Finally, a way to work burgers into Thanksgiving dinner.
Whether you call it stuffing or dressing, whether you make it with white, sourdough, rye, or cornbread, and whether you cook it inside or outside the cavity of a turkey, the bready side-dish is, in my opinion, the unsung hero of Thanksgiving dinner. Part of stuffing’s appeal is its ability to sneak in some alternative meats into the mix, whether they be sausage, ham, or oysters. So hey, why not burgers? And if we’re going there, why not White Castle burgers? Of course, nothing is new under the sun. Someone has already thought about making White Castle slider stuffing, and there’s even an official recipe.
According to White Castle, the recipe “was first published in 1991 after a team member had the idea to enhance her grandmother’s family stuffing recipe with a sack of Sliders.” Bold move? Putting burgers in your stuffing. Bolder move? Trying to improve on grandma’s stuffing.
So yes, that means the recipe has been sitting quietly on the White Castle website for some time. A White Castle representative told me the recipe was offline for a while (I mean, it was created in 1991 when the internet was only populated by the nerdiest among us nerds), but yes, you could have been enjoying this dish as part of your bountiful banquet this whole time.

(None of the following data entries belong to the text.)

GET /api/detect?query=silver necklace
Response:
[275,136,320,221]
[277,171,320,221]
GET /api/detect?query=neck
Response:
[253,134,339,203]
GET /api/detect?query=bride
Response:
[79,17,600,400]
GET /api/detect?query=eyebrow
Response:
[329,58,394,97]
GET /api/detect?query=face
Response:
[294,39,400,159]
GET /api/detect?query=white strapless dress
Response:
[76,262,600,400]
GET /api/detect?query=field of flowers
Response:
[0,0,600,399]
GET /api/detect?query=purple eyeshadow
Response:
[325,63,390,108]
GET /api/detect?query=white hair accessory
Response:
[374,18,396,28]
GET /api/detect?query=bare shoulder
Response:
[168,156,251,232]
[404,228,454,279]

As I thought about it, using White Castle burgers (particularly their squishy buns) as stuffing makes a lot of sense if you’re aim is to get your stuffing as close to savory bread pudding as possible (which mine surely is). The roll texture will easily sop up stock and seasoning while the beef provides onion notes, saltiness, and the meatiness you’d get in a sausage stuffing. And with White Castle's Impossible Slider, it would seem this dish has the potential to even go vegan.
The full recipe is available on the White Castle recipe page (yes, White Castle has a recipe page), but here’s the gist:
Order about a dozen White Castle sliders, sans pickles (or, alternatively, grab the frozen variety from the grocery store and cook them up). Tear them into pieces, pretty much the way you would cube the bread for more, uh, traditional stuffing. Then it’s a pretty standard slate of ingredients: diced celery, thyme, sage, black pepper, and a little chicken stock (for stuffing the bird) or a cup of chicken stock for a casserole-style side dish, which is then baked off as you normally would for any other stuffing.
Perhaps the most surprising part about the recipe is how easy it is to scale based on the size of your turkey: One slider for every pound. When’s the last time you ordered a sack of White Castle sliders based on the weight of some poultry?